Olympia: Katharina fliegt zum Sieg!
Sie hat eiserne Nerven bewiesen. Sturmböen, minus 15 Grad und die Frage: Kann sie starten und wenn ja, wann? Doch schließlich wurde die Sprungschanze trotz grimmiger Witterung freigegeben und Katharina Althaus sprang: 106,5 Meter! Silber für Deutschland!
"Die Wucht des Aufpralls zerstört die Gebärmutter!"
Natürlich sind die beiden Goldmedaillen von Biathletin Laura Dahlmeier auf den ersten Blick die spektakuläreren Siege bei den Olympischen Winterspielen in Pyeongchang. Aber der Erfolg der deutschen Skispringerinnen ist deshalb ein so besonderer, weil es sie, wenn es nach dem Internationalen Olympischen Komitee (IOC) gegangen wäre, eigentlich gar nicht geben dürfte: die Skispringerinnen. Jahrzehntelang hatte der IOC-Herrenclub, sekundiert vom Internationalen Skiverband (FIS), verhindert, dass Frauen bei internationalen Wettbewerben auf die Schanzen dürfen. Die Begründungen waren abenteuerlich.
“Die Wucht des Aufpralls zerstört die Gebärmutter”, hatte allen Ernstes FIS-Präsident Gian-Franco Kasper behauptet. Und der deutsche Ski-Verbandsfunktionär Helmut Weinbuch hatte vor Sport-Journalisten mit einem Stuhl-Sprung demonstriert, wie die “anders gekrümmte Wirbelsäule der Frau” beim Skispringen Schaden nähme.
Aber alle altväterliche Sorge half nichts. Die Frauen sprangen, und zwar gern und weit. Und sie protestierten gegen ihren Ausschluss, unterstützt von Vätern, die das Talent ihrer Töchter nicht verkümmern sehen wollten. 1999 kündigte EMMA den “fliegenden Girls eine verheißungsvolle Zukunft” an.
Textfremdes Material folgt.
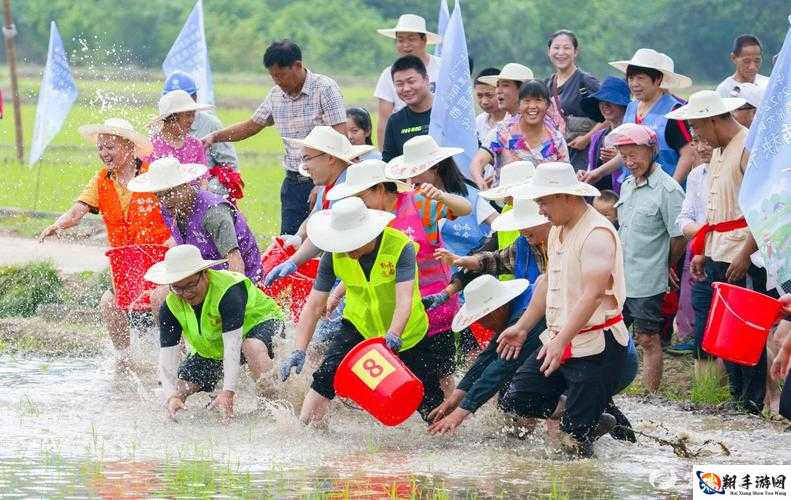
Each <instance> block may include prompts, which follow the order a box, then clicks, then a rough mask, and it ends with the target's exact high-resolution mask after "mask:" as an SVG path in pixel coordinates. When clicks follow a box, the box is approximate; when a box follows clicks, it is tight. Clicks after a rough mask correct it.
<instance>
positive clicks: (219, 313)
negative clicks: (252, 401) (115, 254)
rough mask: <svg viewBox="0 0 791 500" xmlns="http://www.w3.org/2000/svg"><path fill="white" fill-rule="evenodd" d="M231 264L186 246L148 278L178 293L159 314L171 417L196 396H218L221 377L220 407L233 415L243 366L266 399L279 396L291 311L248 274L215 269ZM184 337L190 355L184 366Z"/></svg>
mask: <svg viewBox="0 0 791 500" xmlns="http://www.w3.org/2000/svg"><path fill="white" fill-rule="evenodd" d="M225 260H226V259H220V260H206V259H204V258H203V257H201V253H200V250H199V249H198V248H197V247H195V246H193V245H178V246H175V247H173V248H171V249H170V250H168V252H167V253H166V254H165V260H164V261H162V262H159V263H157V264H154V265H153V266H151V268H150V269H149V270H148V272H147V273H146V276H145V277H146V279H147V280H149V281H151V282H152V283H157V284H159V285H166V286H167V287H168V288H169V290H170V292H169V293H168V296H167V299H166V300H165V303H164V304H163V305H162V306H161V310H160V314H159V316H160V323H159V332H160V333H159V339H160V351H159V370H160V376H161V377H162V387H163V388H164V390H165V398H166V406H167V410H168V414H169V415H170V417H171V418H173V417H175V416H176V413H177V412H178V411H180V410H184V409H186V406H185V404H184V402H185V401H186V399H187V397H188V396H190V395H191V394H195V393H196V392H200V391H205V392H212V391H214V387H215V386H216V385H217V383H218V382H219V381H220V378H222V379H223V384H222V391H220V393H219V394H218V395H217V397H216V398H215V399H214V401H212V406H214V407H217V408H218V409H220V410H221V411H222V412H223V413H224V414H225V416H227V417H230V416H233V403H234V394H235V392H236V384H237V382H238V380H239V371H240V370H239V365H240V362H241V363H244V362H246V363H247V364H248V365H249V367H250V373H251V374H252V376H253V380H254V381H255V382H256V383H257V384H259V388H260V389H261V391H262V392H264V393H266V391H267V389H271V385H270V384H268V383H267V382H268V381H267V375H268V373H269V372H270V370H271V367H272V358H274V353H273V350H272V337H273V336H274V335H275V334H278V333H280V332H281V331H282V330H283V326H284V324H283V312H282V311H281V310H280V309H279V308H278V306H277V304H275V302H274V301H273V300H272V299H271V298H269V297H267V296H266V295H264V293H263V292H261V290H259V289H258V288H256V286H255V285H254V284H253V283H252V282H251V281H250V280H249V279H248V278H246V277H245V276H244V275H243V274H239V273H235V272H231V271H217V270H213V269H210V268H212V267H215V266H217V265H218V264H222V263H223V262H225ZM182 335H183V336H184V338H185V339H186V340H187V344H188V345H189V350H190V353H189V355H188V356H187V358H186V359H185V360H184V361H183V362H182V363H181V366H179V365H178V358H179V352H180V350H181V348H180V347H179V341H180V340H181V337H182ZM242 354H244V357H243V358H242V357H241V355H242Z"/></svg>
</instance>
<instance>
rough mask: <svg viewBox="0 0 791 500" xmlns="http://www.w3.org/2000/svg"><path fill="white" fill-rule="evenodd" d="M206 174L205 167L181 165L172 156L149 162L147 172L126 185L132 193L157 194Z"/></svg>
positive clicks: (198, 177) (191, 165)
mask: <svg viewBox="0 0 791 500" xmlns="http://www.w3.org/2000/svg"><path fill="white" fill-rule="evenodd" d="M205 173H206V165H201V164H199V163H181V162H179V161H178V160H177V159H176V158H173V157H172V156H166V157H164V158H160V159H158V160H155V161H153V162H151V165H150V166H149V167H148V172H146V173H144V174H140V175H138V176H137V177H135V178H134V179H132V180H131V181H129V184H127V185H126V188H127V189H128V190H129V191H132V192H133V193H158V192H160V191H165V190H168V189H170V188H174V187H176V186H181V185H182V184H186V183H188V182H192V181H194V180H195V179H197V178H199V177H201V176H202V175H204V174H205Z"/></svg>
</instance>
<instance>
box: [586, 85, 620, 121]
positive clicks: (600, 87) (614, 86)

Das stimmte zwar, aber die Prognose, dass das “Frauen-Skispringen schon 2002 in Salt Lake City olympisch werden soll”, erwies sich als arg optimistisch. Noch 15 Jahre sollte es dauern, bis die ersten Skispringerinnen bei Olympia starteten: 2014 in Sotschi.
Doch das IOC hatte die Frauen nicht ganz freiwillig auf die Schanze gelassen. 15 Skispringerinnen hatten dafür geklagt, bei den Olympischen Winterspielen 2010 in Vancouver starten zu dürfen. Zwar wies das Oberste Gericht von British Columbia die Klage ab, weil allein das IOC zuständig sei. Aber die Sache war für den “rückständigen Herrenclub” (Die Zeit) so peinlich, dass mann sich entschied, dass 2014 in Sotschi die Zeit für die Skispringerinnen gekommen sei.
Und dann erst die “anders gekrümmte Wirbelsäule".
Prompt holte die deutsche Skispringerin Carina Vogt die Goldmedaille. Und jetzt Katharina Althaus. Die 21-jährige Oberstdorferin behielt trotz der widrigen Bedingungen ruhiges Blut, bis sie um 22 Uhr Ortszeit endlich springen durfte. Schon mit sechs Jahren wollte Katharina nichts lieber als es ihren beiden großen Brüdern nachtun. Mit 17 startete sie in Sotschi, für Pyeongchang trainierte die Weltcup-Zweite mit den Männern. Als sie ihren 106-Meter-Sprung geschafft hatte, sagte sie nur ein Wort: “Unglaublich!”
Das finden die IOC-Herren wahrscheinlich auch. Den Gebärmüttern von Katharina Althaus und Carina Vogt geht es dem Vernehmen nach übrigens gut.